Aside. Equivalence of the two FIM definitions
To show the equivalence, we start with \(\mathbb{E}[\partial_i \log p] = 0\). Differentiating with respect to \(\theta^j\):
\[\frac{\partial}{\partial \theta^j} \mathbb{E}[\partial_i \log p] = \frac{\partial}{\partial \theta^j} \int (\partial_i \log p(x;\theta)) p(x;\theta) dx = 0\]Assuming we can swap differentiation and integration:
\[\int \left( \frac{\partial (\partial_i \log p)}{\partial \theta^j} p + (\partial_i \log p) \frac{\partial p}{\partial \theta^j} \right) dx = 0\] \[\int \left( (\partial_j \partial_i \log p) p + (\partial_i \log p) (\partial_j \log p) p \right) dx = 0\](since \(\frac{\partial p}{\partial \theta^j} = (\partial_j \log p) p\)). This gives:
\[\mathbb{E}[\partial_j \partial_i \log p] + \mathbb{E}[(\partial_i \log p)(\partial_j \log p)] = 0\]So,
\[\mathbb{E}[(\partial_i \log p)(\partial_j \log p)] = - \mathbb{E}[\partial_j \partial_i \log p]\]which demonstrates the equivalence.

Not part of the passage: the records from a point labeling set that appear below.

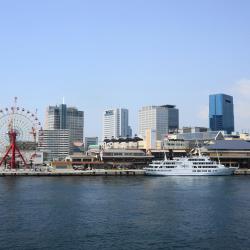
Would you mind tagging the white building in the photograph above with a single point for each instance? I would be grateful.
(90, 141)
(63, 117)
(116, 123)
(55, 143)
(162, 119)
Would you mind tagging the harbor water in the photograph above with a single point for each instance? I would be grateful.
(134, 212)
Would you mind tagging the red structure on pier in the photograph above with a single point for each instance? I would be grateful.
(18, 128)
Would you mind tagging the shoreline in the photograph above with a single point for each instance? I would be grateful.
(96, 172)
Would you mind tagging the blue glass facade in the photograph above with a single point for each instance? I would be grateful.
(63, 116)
(221, 113)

Properties of the Fisher Information Metric
The FIM is not just an arbitrary choice; it possesses several desirable properties:
- Symmetry and Positive Semi-Definiteness: By its definition as an expectation of an outer product (or Hessian of a convex function - the negative log-likelihood averaged), \(I(\theta)\) is symmetric (\(g_{ij} = g_{ji}\)) and positive semi-definite. It is positive definite if the parameters are identifiable.
- Cramér-Rao Bound: The FIM appears in the Cramér-Rao lower bound, which states that the variance of any unbiased estimator \(\hat{\theta}\) for a parameter \(\theta\) is bounded below by the inverse of the Fisher information: \(\text{Var}(\hat{\theta}_i) \ge (I(\theta)^{-1})_{ii}\). This links the metric to the fundamental limits of statistical estimation.
- Invariance Properties:
- Invariance under change of data variables: If we transform the data \(x \to y(x)\) (a sufficient statistic), the FIM remains unchanged.
- Covariant Transformation under Reparameterization: If we change coordinates from \(\theta\) to a new set of parameters \(\phi(\theta)\), the FIM transforms like a Riemannian metric tensor. This is a crucial property for it to be an intrinsic geometric quantity. (This is covered in the DG course).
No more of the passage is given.